Annekee ne réfléchit pas une seconde avant d’acquiescer. Matthis est vraiment un jeune homme doux et sécurisant, bourré de charme et d’humour. Il trouve toujours des choses intéressantes à dire—il est aussi diplômé avec succès d’un établissement d’enseignement pré-universitaire—mais il reste modeste et ne cherche pas à se mettre en avant. Matthijs ne ressemble pas à la plupart des garçons de leur âge. Puis, sa fossette sur son menton, son sourire adorable et son regard métallique sont des raisons de plus d’accepter un nouveau rencard. 

— Cool, Matthijs hoche la tête, et ses joues se colorent de rouge. Euh, je pourrai avoir ton numéro de téléphone s’il te plaît ?

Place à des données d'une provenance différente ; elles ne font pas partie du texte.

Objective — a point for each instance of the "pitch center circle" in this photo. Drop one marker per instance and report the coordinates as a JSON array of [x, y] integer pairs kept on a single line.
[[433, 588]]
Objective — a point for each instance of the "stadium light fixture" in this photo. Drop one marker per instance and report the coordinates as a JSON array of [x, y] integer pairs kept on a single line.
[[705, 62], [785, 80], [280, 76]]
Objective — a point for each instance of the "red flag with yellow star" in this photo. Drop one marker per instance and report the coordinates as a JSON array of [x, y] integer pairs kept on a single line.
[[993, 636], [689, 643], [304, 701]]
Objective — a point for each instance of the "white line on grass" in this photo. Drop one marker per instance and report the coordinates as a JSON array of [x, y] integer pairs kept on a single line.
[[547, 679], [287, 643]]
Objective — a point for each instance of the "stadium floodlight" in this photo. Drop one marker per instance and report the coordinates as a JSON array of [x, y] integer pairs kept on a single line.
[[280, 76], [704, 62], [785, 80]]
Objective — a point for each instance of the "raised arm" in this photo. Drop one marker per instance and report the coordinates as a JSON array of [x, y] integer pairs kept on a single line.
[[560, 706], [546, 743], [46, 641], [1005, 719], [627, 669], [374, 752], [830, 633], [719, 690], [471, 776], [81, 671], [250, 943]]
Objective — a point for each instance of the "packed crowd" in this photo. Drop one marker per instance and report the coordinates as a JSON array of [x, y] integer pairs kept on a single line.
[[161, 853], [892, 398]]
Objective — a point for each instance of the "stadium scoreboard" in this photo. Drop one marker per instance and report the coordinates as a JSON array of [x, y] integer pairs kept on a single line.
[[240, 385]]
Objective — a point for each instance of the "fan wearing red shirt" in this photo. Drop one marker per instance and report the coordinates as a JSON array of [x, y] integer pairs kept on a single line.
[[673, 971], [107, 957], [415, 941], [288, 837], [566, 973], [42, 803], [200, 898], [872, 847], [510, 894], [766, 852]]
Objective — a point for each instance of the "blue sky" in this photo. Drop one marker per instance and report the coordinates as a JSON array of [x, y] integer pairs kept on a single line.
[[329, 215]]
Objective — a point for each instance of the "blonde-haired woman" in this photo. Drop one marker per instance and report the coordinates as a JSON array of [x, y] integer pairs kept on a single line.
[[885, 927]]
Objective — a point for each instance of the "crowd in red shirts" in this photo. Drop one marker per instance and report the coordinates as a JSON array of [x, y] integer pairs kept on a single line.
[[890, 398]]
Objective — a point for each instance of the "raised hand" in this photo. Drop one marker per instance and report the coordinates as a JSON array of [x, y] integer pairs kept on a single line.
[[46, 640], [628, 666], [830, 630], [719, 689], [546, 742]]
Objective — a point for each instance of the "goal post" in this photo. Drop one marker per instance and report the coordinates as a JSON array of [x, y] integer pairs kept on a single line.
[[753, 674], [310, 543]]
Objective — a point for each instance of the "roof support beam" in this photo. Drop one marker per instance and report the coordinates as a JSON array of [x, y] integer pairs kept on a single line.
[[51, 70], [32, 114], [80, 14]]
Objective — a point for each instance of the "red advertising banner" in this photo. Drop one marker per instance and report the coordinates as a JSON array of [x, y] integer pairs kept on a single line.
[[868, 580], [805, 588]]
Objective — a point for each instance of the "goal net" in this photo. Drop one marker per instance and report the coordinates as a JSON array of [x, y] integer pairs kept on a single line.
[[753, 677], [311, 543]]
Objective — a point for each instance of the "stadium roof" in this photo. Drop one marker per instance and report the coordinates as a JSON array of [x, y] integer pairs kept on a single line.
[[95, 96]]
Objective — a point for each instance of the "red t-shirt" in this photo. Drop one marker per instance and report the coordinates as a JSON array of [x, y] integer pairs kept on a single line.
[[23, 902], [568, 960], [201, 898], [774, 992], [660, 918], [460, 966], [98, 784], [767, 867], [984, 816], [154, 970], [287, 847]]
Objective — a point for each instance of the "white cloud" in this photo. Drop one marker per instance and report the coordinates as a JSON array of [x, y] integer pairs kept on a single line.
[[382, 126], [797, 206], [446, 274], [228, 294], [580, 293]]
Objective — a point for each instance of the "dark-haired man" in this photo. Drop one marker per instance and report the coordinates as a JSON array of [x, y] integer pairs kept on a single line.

Annekee le lui dicte sans hésiter, attendrie par son trouble. Matthijs enregistre avec beaucoup de soin ses coordonnées sur son iPhone, s’empresse ensuite de le poser au-dessus de son tableau de bord. 

— Merci, Matthijs sourit en plongeant ses yeux dans les siens. Je t’appellerai.

Ses mots sonnent comme une promesse, et Annekee ne peut pas s’empêcher de rire. 

— J’attendrai, alors. 

À ce moment-là, Matthijs semble enfin prêter attention à l’environnement qui les entoure. 

— C’est ici que tu vis ?

Se penchant sur son tableau de bord, le capitaine de l’Ajax Amsterdam examine longuement la luxueuse demeure devant laquelle il a arrêté sa voiture. Annekee se mord les lèvres, consciente de ce qu’il doit bien penser. Matthijs tenait absolument à la déposer devant chez elle, malgré son insistance pour qu’il la laisse devant le De Vier Pilaren. Elle comprend ses intention, car les rues ne sont pas très sûres à cette heure avancée de la nuit. Mais maintenant, elle se sent comme obligée de lui expliquer la situation—ce qui la met terriblement mal à l’aise.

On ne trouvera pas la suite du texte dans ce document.